When looking at the most successful NFT blockchains today, from Ethereum to Cardano, how do you know if they will still be excellent or at the top in months to come? Largely, this depends on how you define success.
Initially, the best performing NFTs on any blockchain were considered successful based on sales volume. This was certainly a good indicator, but not the only metric we should consider when assessing the future potential of an NFT project
Ignoring other metrics can come with serious consequences. At the surface level, NFTs’ value and in-game notion get diminished, while the market can get brutal and punish the token. The bigger issue is that the blockchain’s sales volume does not demonstrate how scalable it is.
Transparency is Very Important
Worldwide Asset Exchange (WAX) is a good example of these NFTs and blockchain dynamics. While the volumes appear awesome, the founders of the project are of the view that they might not be enough to expand the blockchain ecosystem.
WAX is one of the most utilized blockchains, and it is driven by gaming. It processes over seven times more daily transactions compared to other blockchains. When it comes to processing terms, we would say that WAX is the visa of the blockchain niche. Take a closer look at this VISA comparison.
Although credit cards provide support to most retailers and big-ticket transfers, people often turn to Automated Clearing House (ACH) for car leases and mortgages. However, rarely will you get ACH compared to VISA. Why?
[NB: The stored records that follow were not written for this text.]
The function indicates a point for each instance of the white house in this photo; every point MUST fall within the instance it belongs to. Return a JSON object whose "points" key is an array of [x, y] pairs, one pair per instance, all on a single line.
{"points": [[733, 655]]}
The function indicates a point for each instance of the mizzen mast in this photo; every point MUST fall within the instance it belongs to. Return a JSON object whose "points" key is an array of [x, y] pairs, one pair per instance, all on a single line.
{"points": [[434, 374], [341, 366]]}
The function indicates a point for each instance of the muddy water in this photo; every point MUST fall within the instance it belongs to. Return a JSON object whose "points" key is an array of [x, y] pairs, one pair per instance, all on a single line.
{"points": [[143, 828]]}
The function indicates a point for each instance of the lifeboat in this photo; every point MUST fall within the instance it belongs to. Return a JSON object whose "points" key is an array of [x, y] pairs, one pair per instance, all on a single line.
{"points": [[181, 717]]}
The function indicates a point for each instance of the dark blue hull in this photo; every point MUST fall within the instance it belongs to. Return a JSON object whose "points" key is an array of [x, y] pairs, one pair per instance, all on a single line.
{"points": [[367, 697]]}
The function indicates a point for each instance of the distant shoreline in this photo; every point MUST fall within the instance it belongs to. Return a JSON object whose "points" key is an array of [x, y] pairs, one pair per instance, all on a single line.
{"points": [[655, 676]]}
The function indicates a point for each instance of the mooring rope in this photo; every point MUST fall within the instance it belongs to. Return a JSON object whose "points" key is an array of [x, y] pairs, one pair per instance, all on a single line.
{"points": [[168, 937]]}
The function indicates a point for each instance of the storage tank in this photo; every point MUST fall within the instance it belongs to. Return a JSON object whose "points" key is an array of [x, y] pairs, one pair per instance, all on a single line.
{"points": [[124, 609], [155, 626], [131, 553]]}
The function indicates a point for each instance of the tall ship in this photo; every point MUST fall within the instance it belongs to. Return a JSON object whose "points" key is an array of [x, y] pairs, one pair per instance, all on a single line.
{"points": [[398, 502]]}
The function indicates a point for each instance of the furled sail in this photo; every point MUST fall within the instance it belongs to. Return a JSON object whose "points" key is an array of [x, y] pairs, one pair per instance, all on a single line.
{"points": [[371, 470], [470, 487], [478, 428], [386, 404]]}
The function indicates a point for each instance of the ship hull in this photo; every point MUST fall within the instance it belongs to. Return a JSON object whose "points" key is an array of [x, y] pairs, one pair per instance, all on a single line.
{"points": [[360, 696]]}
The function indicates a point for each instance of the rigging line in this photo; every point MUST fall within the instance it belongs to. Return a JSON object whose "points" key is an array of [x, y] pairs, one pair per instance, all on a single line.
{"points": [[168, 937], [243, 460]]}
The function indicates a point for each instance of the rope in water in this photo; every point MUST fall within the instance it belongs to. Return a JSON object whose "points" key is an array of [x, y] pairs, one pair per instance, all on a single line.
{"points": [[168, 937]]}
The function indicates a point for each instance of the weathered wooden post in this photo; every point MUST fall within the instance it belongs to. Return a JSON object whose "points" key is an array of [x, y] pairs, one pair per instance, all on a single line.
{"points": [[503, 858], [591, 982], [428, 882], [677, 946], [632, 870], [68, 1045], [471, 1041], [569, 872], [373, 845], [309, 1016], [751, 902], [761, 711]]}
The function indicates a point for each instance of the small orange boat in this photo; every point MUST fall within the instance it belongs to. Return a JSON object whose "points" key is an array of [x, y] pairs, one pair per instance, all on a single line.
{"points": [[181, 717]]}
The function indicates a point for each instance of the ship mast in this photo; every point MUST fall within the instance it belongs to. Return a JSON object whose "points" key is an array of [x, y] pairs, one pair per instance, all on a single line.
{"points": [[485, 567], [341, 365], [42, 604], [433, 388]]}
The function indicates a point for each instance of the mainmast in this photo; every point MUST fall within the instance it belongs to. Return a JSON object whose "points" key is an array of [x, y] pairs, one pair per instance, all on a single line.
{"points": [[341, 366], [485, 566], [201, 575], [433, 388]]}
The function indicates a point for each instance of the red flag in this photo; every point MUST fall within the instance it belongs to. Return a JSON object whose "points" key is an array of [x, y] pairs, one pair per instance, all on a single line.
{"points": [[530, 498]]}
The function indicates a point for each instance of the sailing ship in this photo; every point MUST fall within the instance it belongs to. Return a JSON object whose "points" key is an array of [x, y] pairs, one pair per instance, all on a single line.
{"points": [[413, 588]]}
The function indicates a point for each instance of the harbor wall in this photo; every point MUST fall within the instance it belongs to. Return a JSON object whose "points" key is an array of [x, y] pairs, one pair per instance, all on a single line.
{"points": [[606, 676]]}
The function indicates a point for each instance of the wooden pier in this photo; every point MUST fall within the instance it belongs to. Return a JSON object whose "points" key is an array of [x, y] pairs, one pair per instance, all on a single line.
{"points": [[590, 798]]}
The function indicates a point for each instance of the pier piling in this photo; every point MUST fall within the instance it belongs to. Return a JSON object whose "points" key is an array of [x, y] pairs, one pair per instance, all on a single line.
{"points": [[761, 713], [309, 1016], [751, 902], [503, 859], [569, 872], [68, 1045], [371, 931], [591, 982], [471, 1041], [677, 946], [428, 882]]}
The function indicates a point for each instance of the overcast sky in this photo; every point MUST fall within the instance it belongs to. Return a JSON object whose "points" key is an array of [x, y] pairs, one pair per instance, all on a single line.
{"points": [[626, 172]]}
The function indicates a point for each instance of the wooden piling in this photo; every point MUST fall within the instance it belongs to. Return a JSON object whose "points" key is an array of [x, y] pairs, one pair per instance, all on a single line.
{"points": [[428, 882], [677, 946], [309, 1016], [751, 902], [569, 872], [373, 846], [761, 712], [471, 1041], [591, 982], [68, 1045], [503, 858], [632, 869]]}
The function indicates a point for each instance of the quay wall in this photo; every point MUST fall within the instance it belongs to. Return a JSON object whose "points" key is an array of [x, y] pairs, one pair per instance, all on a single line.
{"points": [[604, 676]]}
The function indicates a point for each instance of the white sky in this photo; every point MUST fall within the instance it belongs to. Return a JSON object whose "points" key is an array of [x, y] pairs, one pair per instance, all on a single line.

Because the two models use varying models and value propositions, plus they are complementors, not competitors.
What about Users on the Platform?
DappRadar provides pertinent metrics but with little to do with turnover apart from suggesting turnover would move up or down in response to movement in the numbers.
The main questions that you should focus on include: how many smart contracts are based on the blockchain? What about DApps? More importantly, determine the unique users using the platform?
Myopia originates from Web 3.0 because Web 2.0 metrics largely focused on the acquisition and retaining new users. Well, it resulted in some price-to-ratio earnings in the early days, but Web 3.0 platforms are different. They are not assessed based on the duration of user interaction, user growth or lifetime value per user.
According to William Quigley, mainstream adoption is what people are interested in in the blockchain space. To get this, you have to factor in a combination of users, sales volume, and transactions. Here, sales volume is used to help cut down the noise and spin to separate growth potential and real platform adoption.
A review of a good blockchain fundamental should have sales volume as a component of the scorecard, but not being the scorecard itself.
Take the review ahead and check how DApps and smart contracts change. How these compare to each other should be determined in the marketplace, with different analysts coming up with their own models.
See, it is good of you to get a blockchain, say, that cleared 40 million yesterday. But hold on, what if its maximum is 50 million? As the space evolves, a blockchain that cleared 20 million transactions yesterday but with structures to handle 400 million transactions in the coming days will be a better option.